Reputation: 417
I'm trying to construct a decision tree with scikit-learn's DecisionTreeClassifier
. My data has numeric features consisting of integers and float values.
When constructing the decision tree, the integer features get converted to float.
For eg: if A is a feature that can only have integer values from 1-12, splitting criterion such as "A < 5.5" or "A < 3.1" come up in the tree. I don't want float value splitting criteria for A.
The depth of the tree increases if integer features get converted to float. How do I restrict integer features being converted to float?

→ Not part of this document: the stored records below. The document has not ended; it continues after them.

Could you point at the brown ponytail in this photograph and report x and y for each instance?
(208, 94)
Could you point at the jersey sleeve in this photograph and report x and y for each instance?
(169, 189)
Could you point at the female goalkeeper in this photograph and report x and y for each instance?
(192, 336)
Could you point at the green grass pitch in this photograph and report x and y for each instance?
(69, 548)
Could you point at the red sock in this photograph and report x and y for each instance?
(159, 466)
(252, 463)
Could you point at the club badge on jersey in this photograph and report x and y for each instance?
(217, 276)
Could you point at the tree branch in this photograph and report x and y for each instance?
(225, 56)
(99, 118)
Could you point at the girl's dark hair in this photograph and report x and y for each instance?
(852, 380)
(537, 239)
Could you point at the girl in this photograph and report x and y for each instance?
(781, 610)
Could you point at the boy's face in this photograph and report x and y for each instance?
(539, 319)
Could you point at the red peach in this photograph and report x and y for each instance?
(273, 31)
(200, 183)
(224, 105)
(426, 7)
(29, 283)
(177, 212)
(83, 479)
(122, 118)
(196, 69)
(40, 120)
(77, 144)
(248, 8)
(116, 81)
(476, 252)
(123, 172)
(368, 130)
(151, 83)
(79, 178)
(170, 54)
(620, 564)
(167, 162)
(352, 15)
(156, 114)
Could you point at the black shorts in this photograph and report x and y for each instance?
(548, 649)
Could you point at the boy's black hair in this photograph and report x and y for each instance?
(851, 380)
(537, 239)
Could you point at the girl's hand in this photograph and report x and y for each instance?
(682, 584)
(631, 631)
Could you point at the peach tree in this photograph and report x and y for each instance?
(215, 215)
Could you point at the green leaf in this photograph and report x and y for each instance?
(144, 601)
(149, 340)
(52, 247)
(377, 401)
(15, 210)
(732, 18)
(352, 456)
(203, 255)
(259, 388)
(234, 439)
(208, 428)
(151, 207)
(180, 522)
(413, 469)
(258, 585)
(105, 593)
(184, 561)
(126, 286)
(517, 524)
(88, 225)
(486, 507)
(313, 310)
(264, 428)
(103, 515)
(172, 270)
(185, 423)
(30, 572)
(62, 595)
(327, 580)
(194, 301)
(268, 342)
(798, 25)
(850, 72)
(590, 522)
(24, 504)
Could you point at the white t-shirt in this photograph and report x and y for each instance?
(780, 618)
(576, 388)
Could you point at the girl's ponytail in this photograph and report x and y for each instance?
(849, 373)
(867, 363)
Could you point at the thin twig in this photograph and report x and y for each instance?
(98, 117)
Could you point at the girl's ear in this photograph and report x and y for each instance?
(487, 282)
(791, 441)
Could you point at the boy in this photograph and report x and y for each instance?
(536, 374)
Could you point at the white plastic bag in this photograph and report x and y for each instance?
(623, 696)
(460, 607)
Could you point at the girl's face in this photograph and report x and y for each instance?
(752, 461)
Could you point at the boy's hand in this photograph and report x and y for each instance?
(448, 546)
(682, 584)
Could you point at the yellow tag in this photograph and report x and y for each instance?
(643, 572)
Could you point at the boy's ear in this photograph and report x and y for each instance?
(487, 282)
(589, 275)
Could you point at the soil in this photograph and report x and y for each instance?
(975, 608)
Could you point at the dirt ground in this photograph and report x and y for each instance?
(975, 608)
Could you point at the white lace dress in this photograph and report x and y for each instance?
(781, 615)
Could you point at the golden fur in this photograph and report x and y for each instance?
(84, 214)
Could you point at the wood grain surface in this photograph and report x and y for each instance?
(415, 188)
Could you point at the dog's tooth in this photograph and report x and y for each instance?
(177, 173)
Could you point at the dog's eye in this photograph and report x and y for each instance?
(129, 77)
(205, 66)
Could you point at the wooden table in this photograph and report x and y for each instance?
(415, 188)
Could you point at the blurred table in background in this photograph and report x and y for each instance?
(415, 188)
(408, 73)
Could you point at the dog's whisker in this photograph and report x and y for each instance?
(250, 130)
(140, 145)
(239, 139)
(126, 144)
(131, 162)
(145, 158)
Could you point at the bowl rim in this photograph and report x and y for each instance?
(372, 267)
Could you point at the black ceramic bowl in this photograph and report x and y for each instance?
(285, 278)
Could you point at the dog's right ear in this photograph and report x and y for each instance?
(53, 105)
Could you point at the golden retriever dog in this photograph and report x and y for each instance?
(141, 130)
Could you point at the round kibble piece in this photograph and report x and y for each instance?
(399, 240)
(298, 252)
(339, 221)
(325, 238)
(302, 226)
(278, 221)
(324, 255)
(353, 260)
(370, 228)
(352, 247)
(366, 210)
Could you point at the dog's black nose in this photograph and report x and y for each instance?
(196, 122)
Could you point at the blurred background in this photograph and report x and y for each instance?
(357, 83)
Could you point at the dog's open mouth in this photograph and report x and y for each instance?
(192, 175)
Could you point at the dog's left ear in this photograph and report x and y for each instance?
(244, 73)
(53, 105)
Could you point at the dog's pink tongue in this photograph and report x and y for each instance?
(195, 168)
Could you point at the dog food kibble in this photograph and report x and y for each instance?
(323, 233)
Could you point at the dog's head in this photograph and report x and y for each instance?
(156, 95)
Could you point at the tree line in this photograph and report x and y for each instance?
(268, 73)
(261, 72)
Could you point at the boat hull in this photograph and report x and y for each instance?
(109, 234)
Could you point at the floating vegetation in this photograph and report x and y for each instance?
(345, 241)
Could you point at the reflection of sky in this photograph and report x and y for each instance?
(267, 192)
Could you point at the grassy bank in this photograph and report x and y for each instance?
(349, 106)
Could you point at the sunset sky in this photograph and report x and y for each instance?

Also, scikit-learn's DecisionTreeClassifier
doesn't allow categorical features. Are there any alternative packages/libraries for constructing decision trees which allow Categorical Features?
Upvotes: 3
Views: 2550
Reputation: 8270
Regarding integer vs floating point for decision trees, it does not matter for building a tree. Any split between two consecutive integers will be equivalent. It will never make two splits between the same pair of consecutive integers, because by doing so, one of the leaves will have no samples. It will generate an equivalent model regardless if integers or floats are used.
Using scikit-learn you are able to use categorical features using a LabelBinarizer
. This will create a matrix of dummy values (one hot encoded) for the categories.
Here is an example:
from sklearn.preprocessing import LabelBinarizer
from sklearn.tree import DecisionTreeClassifier
import numpy as np
Define features
month = ['Jan', 'Feb', 'Jan', 'Mar']
day = [1, 15, 30, 5]
Define category targets
y = [0, 1, 1, 1]
Build dummies:
lb = LabelBinarizer()
X_month_dummies = lb.fit_transform(month)
X_month_dummies
is then:
array([[0, 1, 0],
[1, 0, 0],
[0, 1, 0],
[0, 0, 1]])
Combine dummies with numeric features (day)
X = np.hstack([np.column_stack([day]), X_month_dummies])
Build classifier.
clf = DecisionTreeClassifier()
clf.fit(X, y)
Upvotes: 4